# 02920 - Dialling Code - Any ideas?



## JKKne (May 15, 2006)

I keep getting missed calls on a number which I think is Glamorgan, had about 15 but they never leave a message, and I don't have any friends who live in that area

Do any big companies have any call centres down there, its driving me crazy!


----------



## *Miss Daisy* (May 15, 2006)

I think thats a cardiff number,,
I think ntl or littlewoods catalogue are in cardiff,, coz i was getting lots of cardiff missed calls,, i called it back and it was either the above or possibley sommat else,,
sorry i'm not much help,,


----------



## JKKne (May 15, 2006)

Thankyou, I've done 1471 but its constantly engaged


----------



## ddraig (May 15, 2006)

call centre, there's a few of em round here
put the whole number into google and search on different variations.
ie 02920 123456
02920123456
02920 123 456
029 2012 3456 etc

i have done this and it leads to a message board full of these scam/call centre no's sometimes and with a lot of relieved people. there's definately some Caediff no's on there and there was a thread in general ages ago about it.
*do not ring the number back.* good luck.


----------



## RubberBuccaneer (May 15, 2006)

CArdiff was call centre central once, it's being farmed out now.

There's a huge AA one for the country here.

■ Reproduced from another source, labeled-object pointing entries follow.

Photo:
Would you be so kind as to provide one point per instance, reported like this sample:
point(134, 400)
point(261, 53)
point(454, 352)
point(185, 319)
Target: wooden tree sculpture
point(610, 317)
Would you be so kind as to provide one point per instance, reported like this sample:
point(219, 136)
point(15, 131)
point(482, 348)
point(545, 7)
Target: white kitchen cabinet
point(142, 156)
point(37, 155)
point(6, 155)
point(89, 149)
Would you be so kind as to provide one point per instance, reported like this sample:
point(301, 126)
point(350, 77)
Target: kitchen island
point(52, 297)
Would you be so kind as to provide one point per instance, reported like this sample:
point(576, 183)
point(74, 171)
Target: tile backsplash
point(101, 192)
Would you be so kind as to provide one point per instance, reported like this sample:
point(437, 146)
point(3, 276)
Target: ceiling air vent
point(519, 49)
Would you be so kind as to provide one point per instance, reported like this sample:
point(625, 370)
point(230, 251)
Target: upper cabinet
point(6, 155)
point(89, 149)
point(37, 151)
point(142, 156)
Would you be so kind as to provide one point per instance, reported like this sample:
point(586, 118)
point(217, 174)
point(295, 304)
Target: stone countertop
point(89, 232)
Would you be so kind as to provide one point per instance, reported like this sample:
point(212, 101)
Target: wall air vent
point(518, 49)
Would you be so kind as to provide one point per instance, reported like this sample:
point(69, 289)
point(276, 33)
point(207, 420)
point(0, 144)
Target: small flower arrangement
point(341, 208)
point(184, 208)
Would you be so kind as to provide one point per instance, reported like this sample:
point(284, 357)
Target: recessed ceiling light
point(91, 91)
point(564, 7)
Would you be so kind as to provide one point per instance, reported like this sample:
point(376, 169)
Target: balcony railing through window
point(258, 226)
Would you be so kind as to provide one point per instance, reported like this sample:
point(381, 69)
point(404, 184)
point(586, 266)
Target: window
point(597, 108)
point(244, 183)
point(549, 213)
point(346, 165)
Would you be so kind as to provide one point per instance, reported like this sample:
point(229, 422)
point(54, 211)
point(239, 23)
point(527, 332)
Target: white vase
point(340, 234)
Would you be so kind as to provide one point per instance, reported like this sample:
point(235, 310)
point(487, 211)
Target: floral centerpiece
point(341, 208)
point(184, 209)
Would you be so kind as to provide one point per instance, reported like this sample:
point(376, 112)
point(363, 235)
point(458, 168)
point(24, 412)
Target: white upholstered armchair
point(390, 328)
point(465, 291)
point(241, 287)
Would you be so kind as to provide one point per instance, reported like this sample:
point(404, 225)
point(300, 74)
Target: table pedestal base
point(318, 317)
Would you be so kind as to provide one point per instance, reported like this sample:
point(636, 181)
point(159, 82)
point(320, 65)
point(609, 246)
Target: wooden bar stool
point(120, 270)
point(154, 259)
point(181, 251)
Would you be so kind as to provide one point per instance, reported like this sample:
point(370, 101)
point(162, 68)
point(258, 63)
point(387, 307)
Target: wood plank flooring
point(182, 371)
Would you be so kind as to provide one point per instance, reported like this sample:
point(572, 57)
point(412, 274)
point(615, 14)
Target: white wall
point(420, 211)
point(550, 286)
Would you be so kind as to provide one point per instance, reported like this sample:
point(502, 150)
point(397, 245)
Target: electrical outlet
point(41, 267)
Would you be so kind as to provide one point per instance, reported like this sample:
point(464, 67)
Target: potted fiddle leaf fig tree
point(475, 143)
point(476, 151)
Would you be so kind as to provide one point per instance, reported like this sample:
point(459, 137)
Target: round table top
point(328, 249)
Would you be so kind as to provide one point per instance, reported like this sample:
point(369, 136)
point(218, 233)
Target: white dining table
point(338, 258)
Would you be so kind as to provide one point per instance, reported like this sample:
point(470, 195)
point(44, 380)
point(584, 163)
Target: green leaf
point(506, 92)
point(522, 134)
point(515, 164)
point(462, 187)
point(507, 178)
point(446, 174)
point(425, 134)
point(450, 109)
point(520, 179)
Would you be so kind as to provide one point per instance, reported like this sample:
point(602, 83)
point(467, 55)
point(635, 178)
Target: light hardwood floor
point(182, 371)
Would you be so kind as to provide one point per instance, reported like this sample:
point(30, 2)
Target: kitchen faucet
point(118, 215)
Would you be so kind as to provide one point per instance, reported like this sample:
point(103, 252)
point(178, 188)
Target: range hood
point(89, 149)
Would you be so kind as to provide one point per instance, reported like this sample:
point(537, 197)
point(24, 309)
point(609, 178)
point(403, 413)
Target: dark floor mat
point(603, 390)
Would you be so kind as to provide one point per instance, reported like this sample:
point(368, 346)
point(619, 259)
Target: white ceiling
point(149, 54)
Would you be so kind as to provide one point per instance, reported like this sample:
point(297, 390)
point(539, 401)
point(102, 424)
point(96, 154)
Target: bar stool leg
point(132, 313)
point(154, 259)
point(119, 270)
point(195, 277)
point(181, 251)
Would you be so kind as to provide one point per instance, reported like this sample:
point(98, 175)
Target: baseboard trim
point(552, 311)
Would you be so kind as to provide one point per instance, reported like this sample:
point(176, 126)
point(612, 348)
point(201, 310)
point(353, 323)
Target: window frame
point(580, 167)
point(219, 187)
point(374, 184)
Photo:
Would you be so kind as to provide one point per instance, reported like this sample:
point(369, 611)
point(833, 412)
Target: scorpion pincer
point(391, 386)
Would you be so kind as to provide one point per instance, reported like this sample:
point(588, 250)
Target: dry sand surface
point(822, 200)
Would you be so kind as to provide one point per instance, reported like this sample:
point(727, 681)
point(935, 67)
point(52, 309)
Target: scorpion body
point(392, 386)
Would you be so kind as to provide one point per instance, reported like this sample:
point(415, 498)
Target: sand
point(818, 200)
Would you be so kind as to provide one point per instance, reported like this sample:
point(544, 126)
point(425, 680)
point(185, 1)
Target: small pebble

We get loads of just machine noises when we don't answer - cunts, which just means we never answer the phone, just ring back those who've left a message


----------



## LilMissHissyFit (May 15, 2006)

Its definitely a cardiff number, like others say probably a call centre,
NTL, atlantic electric and gas, british gas and AA all operate from here as well as a fw more ( inc that company carol vordeman advertises for)


----------



## llantwit (May 17, 2006)

What, Benecol?

As you can see, I also advertise for them.

It makes you less fat. Honest. [Does wierd hand movement. Wanders off.]


----------